Priscila esqueceu do
ocorrido. Quero dizer, até lembrava, mas já não era relevante para ela a queda
de um professor.
Após a queda ele
acordou-se no pronto socorro do hospital. Tudo estava bem. Um corte, um
hematoma gigante e uma dor de cabeça. Só. Algumas horas de observação médica e
pôde ir embora. Mas ele sentia-se diferente. Não podia esquecer o verde olhar
da Priscila. Luzes verdes brilhavam naquele olhar. Neles havia profundidades
que chamavam para seu interior. Ele não pôde escapar ao chamado e entrega-se.

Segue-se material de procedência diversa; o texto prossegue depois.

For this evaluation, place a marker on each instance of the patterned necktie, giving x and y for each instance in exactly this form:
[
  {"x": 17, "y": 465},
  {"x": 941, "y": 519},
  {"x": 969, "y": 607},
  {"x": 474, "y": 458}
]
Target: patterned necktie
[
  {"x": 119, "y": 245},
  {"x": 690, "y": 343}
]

Sabia que foram poucos minutos de contato... mas o que é o tempo? Quem pode
medi-lo se ele é um paradoxo? Se ele é diferente para as diferentes pessoas?
Ele foi abduzido por aqueles olhos.
Dias depois aula normal.
Ele entra. Sorri para Priscila e mostra a última página de um caderno. Ela
estranha: por que a última página? Ela lê:
Olho verde...
Vejo tudo verde: o sol,
As constelações...
Tudo! Verde é o arrebol,
Tudo tem verdes
fulgurações!
Verde! Verde é a vida,
Verde é o mundo!
Verde é a flor rompida,
Tudo é de um verde profundo...
Eu louco? Louco ao
ver-te,
Ver-te assim tão bela,
Ver-te assim de olho
verde,
Tudo é verde para
combinar com ela!
Ela não entendeu o que
significava aquilo. Ele sorriu e disse que ela havia salvado a vida dele.
Priscila imaginou que o havia salvado da morte. Mas nós – os leitores desse
texto - sabemos que ela salvou a última página do caderno, ou seja, salvou um
poeta que estava morrendo aos poucos.